For many contemporary visual artists working in the Caribbean, there’s often a chasm between local audiences’ awareness of current creative production and pressing ideas artists are working through, simply because it doesn’t get exhibited at home. There aren’t adequate spaces for visual art to be shown in Barbados or platforms where our artists can contribute more vigorously to national and regional consciousness and dialogue. We are left with the more commercial, tired, and stereotypical images perpetuating outmoded notions and tropes of who we are, adding little to present discourse. What this means, in practical terms, is that these alternative ideas are not considered during crises such as COVID-19 because they haven’t entered public consciousness. [. . .]
[. . .] CLR James believed in the collective power of human beings to transform society and be masters of their own future. How might this COVID-19 moment allow us to choose differently and work towards greater social justice and equity as collective leaders shaping our own futures? COVID-19 is forcing everyone to reexamine our/their lives. It shows up in cracks in healthcare systems, poor eating habits contributing to a prevalence of NCDs given exorbitant costs of fresh produce, and the escalating precariousness of many in our societies who don’t have savings and whose future remains uncertain.
What can we learn at this time, through the lens of the arts, a sector the world is (ironically) drawing on now more than ever? In the Caribbean The Trinidad and Tobago Film Festival has offered one free film in their #WatchAMovieOnUs programme from March 28th till April 10. On April 5 the Bocas Lit Festival premiered their Bios & Bookmarks, an online reading series with Caribbean authors on their Instagram Live and The National Gallery of the Cayman Islands recently put their permanent collection online. The Barbados Museum and Historical Society is offering a weekly feature of one portrait from their current exhibition The Black Presence: Activism and Agency in a Different Age. The arts are feeding our souls during lockdown. Hopefully we will remember the value of the arts and artists to our society, alongside that of the health care workers, supermarket workers and all the others we rarely notice, when we walk out of our homes sometime in the future.
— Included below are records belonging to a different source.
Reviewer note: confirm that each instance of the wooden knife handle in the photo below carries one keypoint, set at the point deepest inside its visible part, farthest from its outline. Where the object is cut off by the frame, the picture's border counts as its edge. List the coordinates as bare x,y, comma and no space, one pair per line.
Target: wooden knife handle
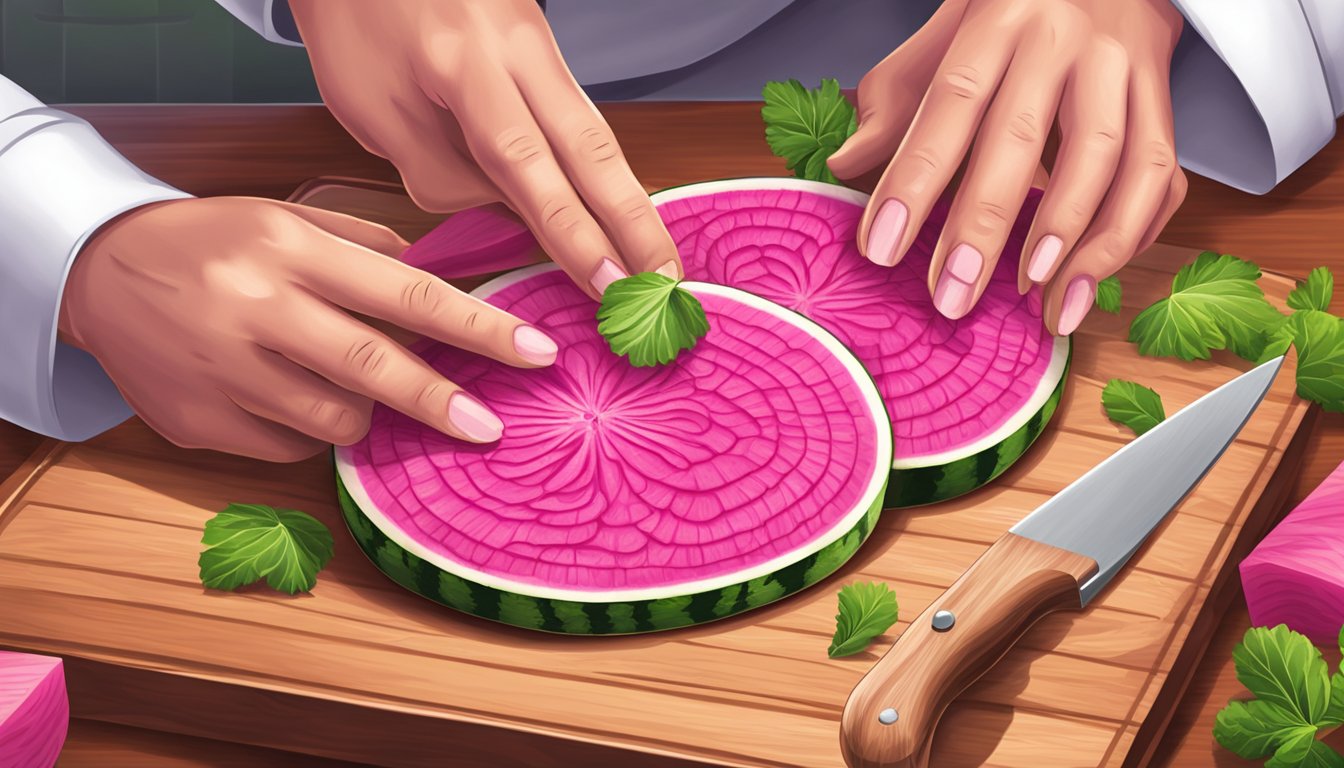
891,714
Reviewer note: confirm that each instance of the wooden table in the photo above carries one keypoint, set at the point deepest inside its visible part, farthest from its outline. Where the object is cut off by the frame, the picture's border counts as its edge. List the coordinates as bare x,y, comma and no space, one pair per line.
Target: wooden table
270,149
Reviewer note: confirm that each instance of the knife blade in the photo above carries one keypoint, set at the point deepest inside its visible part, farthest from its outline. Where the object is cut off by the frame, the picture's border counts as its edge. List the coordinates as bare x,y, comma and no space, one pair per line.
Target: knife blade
1058,557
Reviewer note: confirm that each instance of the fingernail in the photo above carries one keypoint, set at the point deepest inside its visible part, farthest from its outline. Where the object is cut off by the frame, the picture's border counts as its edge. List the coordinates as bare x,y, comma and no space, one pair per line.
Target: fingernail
472,418
887,229
1044,257
1078,300
534,346
669,269
605,275
965,264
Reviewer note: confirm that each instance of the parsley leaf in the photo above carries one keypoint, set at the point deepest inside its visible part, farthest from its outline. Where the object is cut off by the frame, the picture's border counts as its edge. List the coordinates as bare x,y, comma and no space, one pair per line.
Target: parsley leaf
649,319
1108,295
1319,338
1315,292
867,609
1214,304
247,542
805,127
1133,405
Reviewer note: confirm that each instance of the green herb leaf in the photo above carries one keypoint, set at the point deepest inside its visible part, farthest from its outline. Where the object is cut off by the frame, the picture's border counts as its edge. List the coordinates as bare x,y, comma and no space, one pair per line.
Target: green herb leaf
1255,728
1133,405
1282,667
1319,338
805,127
247,542
1303,751
1214,304
1108,295
1315,292
867,609
649,319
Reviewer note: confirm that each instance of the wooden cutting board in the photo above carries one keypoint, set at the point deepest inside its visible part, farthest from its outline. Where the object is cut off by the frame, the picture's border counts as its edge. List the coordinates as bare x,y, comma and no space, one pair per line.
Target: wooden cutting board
98,546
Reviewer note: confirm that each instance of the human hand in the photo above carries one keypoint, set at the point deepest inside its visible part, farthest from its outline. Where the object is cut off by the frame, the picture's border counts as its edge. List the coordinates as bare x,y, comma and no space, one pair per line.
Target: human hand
473,104
229,323
999,73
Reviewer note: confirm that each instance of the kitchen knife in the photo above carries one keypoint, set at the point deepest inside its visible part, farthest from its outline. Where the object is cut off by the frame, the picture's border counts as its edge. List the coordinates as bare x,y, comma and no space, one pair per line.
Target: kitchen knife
1058,557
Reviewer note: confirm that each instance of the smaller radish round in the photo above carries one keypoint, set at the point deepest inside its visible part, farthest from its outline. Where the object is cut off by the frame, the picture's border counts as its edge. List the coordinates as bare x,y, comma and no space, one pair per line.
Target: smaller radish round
625,499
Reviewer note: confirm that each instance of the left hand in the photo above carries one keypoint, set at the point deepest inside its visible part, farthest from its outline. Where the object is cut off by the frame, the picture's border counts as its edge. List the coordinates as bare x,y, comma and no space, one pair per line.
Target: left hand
999,73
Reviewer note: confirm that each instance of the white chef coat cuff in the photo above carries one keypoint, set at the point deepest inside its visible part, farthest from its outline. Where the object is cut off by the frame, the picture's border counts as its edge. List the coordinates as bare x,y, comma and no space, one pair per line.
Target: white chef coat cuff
270,19
59,182
1250,94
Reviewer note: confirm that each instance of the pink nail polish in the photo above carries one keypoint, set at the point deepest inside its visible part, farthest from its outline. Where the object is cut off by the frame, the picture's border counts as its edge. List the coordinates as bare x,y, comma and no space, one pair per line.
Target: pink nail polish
1043,258
669,271
952,296
468,416
605,275
965,262
534,346
885,236
1078,300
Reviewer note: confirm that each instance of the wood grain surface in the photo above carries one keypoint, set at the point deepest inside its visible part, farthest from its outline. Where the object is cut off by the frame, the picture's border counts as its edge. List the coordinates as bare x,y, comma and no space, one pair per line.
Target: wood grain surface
272,149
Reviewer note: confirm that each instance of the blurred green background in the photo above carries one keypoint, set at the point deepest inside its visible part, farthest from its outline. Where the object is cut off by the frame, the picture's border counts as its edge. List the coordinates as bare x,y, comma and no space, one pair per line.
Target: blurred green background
135,51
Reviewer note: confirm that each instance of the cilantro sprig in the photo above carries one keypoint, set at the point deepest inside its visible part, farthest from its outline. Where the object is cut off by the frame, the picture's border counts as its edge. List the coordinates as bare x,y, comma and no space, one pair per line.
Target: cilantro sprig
867,609
249,542
807,125
1133,405
1296,698
649,319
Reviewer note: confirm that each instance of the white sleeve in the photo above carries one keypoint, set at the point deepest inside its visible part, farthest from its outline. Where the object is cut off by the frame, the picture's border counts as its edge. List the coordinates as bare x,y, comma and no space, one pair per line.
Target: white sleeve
268,18
1255,86
59,182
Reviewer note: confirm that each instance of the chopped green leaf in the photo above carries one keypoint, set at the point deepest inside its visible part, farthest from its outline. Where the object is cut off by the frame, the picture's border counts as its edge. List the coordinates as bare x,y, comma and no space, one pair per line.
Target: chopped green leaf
649,319
1319,338
1108,295
1214,304
867,609
805,127
1133,405
1282,667
247,542
1315,292
1255,728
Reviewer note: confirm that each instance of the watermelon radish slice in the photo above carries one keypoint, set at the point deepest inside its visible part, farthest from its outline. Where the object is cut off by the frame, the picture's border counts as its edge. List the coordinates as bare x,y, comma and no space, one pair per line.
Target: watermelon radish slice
625,499
967,397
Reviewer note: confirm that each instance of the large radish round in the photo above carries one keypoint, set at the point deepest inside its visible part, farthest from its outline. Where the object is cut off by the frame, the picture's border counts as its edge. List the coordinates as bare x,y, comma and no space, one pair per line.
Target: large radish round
967,397
625,499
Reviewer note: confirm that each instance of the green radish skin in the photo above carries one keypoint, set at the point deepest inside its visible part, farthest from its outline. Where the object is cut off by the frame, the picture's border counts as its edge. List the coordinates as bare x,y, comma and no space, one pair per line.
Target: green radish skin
571,618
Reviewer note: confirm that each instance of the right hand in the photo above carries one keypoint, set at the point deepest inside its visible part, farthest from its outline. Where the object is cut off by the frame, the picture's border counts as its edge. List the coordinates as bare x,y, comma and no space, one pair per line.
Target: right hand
473,104
229,323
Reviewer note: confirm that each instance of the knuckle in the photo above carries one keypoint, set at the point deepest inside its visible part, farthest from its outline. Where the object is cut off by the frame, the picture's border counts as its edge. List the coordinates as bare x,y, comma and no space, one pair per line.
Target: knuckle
519,145
596,144
367,357
964,82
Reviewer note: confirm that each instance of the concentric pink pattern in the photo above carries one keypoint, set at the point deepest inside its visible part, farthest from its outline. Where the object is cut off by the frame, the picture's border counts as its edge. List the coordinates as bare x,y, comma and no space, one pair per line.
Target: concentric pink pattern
946,382
610,476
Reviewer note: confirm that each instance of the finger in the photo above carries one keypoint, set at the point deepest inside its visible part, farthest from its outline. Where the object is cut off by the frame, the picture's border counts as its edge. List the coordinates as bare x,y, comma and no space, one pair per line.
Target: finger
359,359
1092,121
1175,197
278,390
934,147
511,148
1147,170
1003,163
588,151
367,283
359,232
890,94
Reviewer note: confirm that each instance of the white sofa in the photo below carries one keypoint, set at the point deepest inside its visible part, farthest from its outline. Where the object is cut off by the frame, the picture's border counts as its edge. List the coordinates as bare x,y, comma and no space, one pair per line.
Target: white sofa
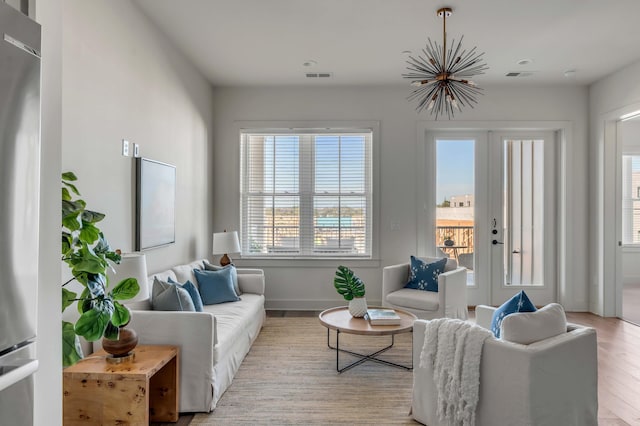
212,343
450,301
550,382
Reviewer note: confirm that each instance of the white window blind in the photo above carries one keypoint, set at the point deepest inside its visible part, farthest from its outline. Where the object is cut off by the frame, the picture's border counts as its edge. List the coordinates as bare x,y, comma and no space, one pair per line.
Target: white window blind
306,193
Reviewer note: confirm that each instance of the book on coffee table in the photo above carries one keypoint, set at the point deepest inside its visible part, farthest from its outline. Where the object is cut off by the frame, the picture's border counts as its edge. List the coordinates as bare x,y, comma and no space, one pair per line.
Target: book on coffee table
383,317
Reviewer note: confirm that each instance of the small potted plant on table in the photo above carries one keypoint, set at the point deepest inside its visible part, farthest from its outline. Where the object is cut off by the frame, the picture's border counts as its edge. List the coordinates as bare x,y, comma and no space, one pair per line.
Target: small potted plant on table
352,289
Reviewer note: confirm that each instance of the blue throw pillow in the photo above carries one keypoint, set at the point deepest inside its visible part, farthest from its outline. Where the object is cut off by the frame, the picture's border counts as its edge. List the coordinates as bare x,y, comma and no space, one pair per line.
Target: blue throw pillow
234,274
518,303
193,292
423,275
170,297
216,286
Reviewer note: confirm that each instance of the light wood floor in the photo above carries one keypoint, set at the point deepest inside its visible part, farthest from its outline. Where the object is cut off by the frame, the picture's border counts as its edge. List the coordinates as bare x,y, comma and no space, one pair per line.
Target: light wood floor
618,367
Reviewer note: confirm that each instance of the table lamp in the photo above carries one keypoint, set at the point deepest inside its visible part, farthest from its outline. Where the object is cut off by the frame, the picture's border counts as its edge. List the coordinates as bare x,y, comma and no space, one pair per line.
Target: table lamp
224,243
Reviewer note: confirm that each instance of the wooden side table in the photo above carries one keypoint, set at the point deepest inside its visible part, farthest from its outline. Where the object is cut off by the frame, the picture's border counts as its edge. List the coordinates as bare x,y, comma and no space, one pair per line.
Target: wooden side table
134,392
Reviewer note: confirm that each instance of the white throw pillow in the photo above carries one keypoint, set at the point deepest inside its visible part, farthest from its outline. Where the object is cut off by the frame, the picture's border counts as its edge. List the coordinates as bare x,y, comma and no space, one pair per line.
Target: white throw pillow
529,327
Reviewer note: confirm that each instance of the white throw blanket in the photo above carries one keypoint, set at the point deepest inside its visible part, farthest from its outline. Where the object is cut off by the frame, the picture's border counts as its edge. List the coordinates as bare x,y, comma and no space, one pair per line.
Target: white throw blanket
453,348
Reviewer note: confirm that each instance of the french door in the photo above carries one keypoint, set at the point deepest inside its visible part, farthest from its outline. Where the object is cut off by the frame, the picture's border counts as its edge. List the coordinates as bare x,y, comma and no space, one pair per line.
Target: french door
495,211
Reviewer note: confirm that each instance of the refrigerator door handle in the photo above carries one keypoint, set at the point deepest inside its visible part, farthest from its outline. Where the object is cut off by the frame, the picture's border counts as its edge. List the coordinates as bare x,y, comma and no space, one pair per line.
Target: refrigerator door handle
10,374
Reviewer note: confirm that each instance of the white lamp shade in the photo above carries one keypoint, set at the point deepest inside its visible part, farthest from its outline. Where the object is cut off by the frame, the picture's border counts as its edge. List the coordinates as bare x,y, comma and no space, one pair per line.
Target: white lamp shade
226,242
132,265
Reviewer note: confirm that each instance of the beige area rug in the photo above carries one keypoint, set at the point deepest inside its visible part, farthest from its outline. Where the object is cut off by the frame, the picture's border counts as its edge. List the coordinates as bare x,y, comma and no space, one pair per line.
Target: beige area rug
290,377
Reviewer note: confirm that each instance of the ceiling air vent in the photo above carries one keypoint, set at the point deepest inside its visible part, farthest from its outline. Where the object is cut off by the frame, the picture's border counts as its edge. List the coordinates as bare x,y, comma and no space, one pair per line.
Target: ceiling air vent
319,75
519,74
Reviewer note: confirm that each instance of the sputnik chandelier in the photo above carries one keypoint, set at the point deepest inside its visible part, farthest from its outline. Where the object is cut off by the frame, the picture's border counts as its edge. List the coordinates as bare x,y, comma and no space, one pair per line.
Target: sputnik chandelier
442,77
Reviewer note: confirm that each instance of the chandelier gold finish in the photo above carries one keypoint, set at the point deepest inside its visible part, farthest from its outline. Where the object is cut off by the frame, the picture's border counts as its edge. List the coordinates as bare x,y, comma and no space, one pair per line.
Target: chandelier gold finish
442,78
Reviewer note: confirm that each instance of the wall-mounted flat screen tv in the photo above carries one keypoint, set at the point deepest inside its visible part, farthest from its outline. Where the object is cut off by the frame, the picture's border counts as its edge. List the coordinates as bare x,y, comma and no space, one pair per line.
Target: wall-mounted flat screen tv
155,204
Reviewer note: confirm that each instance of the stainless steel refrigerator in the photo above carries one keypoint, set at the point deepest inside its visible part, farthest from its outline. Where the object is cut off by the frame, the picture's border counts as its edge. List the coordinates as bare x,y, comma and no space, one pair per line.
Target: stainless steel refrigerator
19,212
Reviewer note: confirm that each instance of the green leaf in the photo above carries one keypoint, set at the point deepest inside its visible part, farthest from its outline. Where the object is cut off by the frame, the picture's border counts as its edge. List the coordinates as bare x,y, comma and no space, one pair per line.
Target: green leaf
97,284
67,298
91,216
92,324
92,266
126,289
72,187
348,284
69,206
69,176
66,243
89,233
72,221
112,332
121,315
71,349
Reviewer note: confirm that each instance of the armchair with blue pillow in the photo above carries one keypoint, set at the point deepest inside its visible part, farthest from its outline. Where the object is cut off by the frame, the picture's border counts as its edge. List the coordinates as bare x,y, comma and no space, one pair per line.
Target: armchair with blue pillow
428,287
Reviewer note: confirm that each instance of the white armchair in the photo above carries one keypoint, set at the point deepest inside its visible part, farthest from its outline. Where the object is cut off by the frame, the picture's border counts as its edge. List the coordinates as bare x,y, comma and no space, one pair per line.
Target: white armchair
450,301
550,382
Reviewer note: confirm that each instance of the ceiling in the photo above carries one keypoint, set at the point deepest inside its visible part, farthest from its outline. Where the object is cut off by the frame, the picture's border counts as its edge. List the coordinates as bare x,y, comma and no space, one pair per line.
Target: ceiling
362,42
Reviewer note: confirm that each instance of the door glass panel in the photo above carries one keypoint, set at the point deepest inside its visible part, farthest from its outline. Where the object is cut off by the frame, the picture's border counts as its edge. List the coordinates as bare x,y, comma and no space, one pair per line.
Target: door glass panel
523,212
455,201
631,199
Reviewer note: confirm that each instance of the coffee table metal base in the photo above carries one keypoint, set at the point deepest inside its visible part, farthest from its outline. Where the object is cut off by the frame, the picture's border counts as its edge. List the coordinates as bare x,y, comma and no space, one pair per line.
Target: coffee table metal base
364,357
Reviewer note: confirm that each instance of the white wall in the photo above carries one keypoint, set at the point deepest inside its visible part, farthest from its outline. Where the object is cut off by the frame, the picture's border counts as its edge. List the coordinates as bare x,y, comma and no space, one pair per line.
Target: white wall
48,404
609,98
123,80
307,284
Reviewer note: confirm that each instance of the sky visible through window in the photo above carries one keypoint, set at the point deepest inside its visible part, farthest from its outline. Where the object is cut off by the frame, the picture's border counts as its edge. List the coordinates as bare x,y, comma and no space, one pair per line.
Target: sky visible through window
454,168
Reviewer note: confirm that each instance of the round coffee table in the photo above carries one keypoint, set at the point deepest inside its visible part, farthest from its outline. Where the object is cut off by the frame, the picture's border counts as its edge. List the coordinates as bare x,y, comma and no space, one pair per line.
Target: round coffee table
340,320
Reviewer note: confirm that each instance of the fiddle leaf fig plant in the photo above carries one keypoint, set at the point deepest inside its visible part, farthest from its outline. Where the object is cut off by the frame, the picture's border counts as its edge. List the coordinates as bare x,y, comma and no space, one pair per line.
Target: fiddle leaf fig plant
348,284
87,253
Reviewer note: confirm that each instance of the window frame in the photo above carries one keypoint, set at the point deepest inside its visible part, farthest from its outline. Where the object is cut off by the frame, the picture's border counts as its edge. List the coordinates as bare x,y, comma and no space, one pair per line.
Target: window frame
342,127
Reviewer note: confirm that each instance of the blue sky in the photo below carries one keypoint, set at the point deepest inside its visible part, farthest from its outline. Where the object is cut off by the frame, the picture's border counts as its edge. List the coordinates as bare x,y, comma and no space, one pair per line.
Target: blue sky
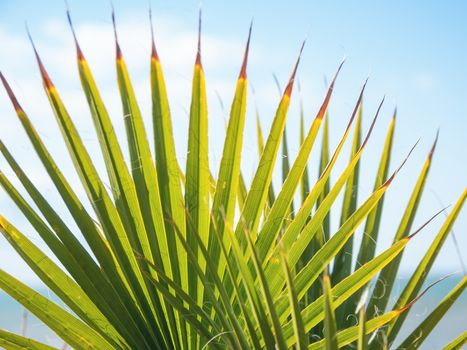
414,53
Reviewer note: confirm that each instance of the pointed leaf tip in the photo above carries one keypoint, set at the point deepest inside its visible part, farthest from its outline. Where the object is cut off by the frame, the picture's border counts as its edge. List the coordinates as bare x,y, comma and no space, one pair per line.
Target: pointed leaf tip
198,53
391,178
288,88
367,137
432,150
117,45
10,93
154,54
417,298
45,76
79,53
245,57
426,223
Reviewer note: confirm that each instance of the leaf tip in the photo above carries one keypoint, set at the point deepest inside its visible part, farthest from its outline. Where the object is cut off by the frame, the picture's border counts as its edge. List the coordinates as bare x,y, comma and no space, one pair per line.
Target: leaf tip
198,53
432,150
79,53
45,76
289,87
114,25
154,54
10,93
245,57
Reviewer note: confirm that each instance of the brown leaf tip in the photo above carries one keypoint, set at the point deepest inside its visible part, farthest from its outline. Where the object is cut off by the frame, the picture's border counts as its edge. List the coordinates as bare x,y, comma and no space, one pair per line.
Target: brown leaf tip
289,87
432,150
245,57
10,93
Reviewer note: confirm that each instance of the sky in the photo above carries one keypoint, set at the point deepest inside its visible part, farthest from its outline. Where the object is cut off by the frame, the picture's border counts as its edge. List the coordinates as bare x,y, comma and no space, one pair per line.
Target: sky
414,54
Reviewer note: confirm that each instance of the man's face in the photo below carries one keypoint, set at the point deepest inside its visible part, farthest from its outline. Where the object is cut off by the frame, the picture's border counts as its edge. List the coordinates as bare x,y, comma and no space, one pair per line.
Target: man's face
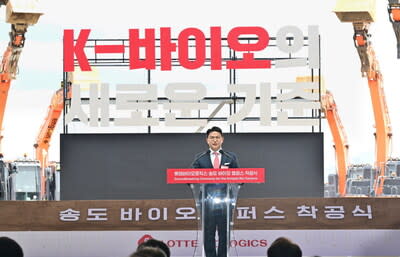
215,140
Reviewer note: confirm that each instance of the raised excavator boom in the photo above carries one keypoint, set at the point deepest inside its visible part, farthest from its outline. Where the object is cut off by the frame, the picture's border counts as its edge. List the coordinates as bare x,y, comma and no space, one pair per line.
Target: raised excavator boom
20,14
45,133
361,13
394,17
339,138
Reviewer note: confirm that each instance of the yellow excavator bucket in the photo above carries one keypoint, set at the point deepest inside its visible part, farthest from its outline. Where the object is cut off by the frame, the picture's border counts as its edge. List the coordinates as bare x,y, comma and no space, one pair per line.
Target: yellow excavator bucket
23,12
356,10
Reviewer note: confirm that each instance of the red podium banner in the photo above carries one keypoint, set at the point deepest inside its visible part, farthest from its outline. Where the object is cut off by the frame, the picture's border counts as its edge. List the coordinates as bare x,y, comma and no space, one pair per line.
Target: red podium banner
201,176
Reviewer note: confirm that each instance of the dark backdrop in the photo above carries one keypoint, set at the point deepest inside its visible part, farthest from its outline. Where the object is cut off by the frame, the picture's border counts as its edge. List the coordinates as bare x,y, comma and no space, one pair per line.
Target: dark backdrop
132,166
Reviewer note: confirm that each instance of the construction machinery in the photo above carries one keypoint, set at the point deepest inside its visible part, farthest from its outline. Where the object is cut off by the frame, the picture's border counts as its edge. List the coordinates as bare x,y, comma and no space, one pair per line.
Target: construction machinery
394,17
362,13
49,174
336,185
20,14
340,142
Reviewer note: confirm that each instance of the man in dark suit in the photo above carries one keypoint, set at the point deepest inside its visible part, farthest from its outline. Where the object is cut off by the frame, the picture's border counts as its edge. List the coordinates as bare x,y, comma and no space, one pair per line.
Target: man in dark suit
215,208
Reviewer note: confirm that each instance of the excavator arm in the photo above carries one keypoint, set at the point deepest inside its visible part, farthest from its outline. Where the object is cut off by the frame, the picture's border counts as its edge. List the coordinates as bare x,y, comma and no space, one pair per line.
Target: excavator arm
370,69
20,19
339,138
43,139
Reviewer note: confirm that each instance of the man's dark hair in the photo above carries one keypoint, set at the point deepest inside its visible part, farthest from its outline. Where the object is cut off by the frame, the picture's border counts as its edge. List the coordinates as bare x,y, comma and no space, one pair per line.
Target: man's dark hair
214,129
283,247
149,252
156,244
10,248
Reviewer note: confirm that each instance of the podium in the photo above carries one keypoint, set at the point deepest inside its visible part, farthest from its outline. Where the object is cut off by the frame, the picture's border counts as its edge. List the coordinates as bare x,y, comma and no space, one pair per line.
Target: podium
215,192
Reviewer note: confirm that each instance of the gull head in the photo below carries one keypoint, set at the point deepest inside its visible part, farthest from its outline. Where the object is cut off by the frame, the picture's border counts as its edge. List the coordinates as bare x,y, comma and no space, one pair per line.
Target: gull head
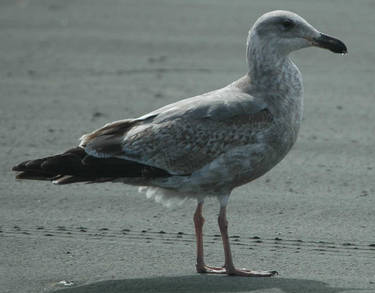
282,32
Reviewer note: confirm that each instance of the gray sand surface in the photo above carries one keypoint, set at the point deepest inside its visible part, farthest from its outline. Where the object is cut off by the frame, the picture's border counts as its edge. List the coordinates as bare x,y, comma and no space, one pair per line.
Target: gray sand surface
68,67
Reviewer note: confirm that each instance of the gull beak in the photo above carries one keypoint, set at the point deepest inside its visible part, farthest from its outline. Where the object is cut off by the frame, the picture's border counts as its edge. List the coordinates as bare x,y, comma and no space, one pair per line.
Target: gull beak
330,43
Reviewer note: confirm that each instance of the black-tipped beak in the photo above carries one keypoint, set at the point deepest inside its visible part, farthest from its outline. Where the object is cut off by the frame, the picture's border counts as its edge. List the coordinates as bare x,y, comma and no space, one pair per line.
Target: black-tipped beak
330,43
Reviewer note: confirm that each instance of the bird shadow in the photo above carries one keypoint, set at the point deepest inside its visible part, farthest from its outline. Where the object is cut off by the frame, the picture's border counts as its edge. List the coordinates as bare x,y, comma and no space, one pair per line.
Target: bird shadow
200,284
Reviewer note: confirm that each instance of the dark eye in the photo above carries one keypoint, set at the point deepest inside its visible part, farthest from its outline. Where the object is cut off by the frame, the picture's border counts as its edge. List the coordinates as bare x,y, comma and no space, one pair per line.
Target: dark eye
287,24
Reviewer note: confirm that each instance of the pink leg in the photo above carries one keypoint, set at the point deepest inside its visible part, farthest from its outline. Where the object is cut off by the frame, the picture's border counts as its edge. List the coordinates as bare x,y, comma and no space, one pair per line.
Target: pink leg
230,269
198,223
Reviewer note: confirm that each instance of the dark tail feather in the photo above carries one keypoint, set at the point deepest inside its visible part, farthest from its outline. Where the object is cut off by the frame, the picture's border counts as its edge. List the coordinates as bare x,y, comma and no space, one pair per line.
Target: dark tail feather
75,165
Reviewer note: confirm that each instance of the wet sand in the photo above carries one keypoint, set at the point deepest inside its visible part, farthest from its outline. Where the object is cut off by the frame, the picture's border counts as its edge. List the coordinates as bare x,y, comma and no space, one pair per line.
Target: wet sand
68,67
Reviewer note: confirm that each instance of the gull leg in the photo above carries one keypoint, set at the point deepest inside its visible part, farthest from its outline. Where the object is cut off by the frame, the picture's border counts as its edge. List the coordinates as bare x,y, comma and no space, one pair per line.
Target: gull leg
198,223
229,266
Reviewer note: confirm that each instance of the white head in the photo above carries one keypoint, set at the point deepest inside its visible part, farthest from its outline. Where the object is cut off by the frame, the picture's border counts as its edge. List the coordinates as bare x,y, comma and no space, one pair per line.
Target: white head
282,32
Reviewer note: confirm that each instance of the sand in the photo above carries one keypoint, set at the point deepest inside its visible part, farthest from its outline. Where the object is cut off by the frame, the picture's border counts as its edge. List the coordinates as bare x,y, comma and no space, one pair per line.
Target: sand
68,67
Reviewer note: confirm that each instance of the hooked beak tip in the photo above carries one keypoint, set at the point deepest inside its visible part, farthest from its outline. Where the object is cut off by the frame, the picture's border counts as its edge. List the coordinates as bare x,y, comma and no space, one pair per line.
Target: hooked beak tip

At no time should we embrace plans that relegate our citizens to small plots of sand. Artists, filmmakers, and writers need their voices to be heard while activists and concerned citizens must agitate for sustainable livelihoods and equity. We ought to do this if only so that when all the windows-to-the-sea have disappeared and there isn’t a beach we can go to for our own recreation and service, future Barbadians don’t ask why we in 2020 did nothing to protect what is ours. In combing through the archives, they might come across the dissenting voices of those few who tried to ring the bells of concern, to no avail.
[Photos above: Detail from Annalee Davis’s “Sweet Island Cookie Cutters”; Hyatt Ziva Town Hall Meeting, Copacabana Beach Club, Bay Street, Bridgetown, Barbados. January 2020.]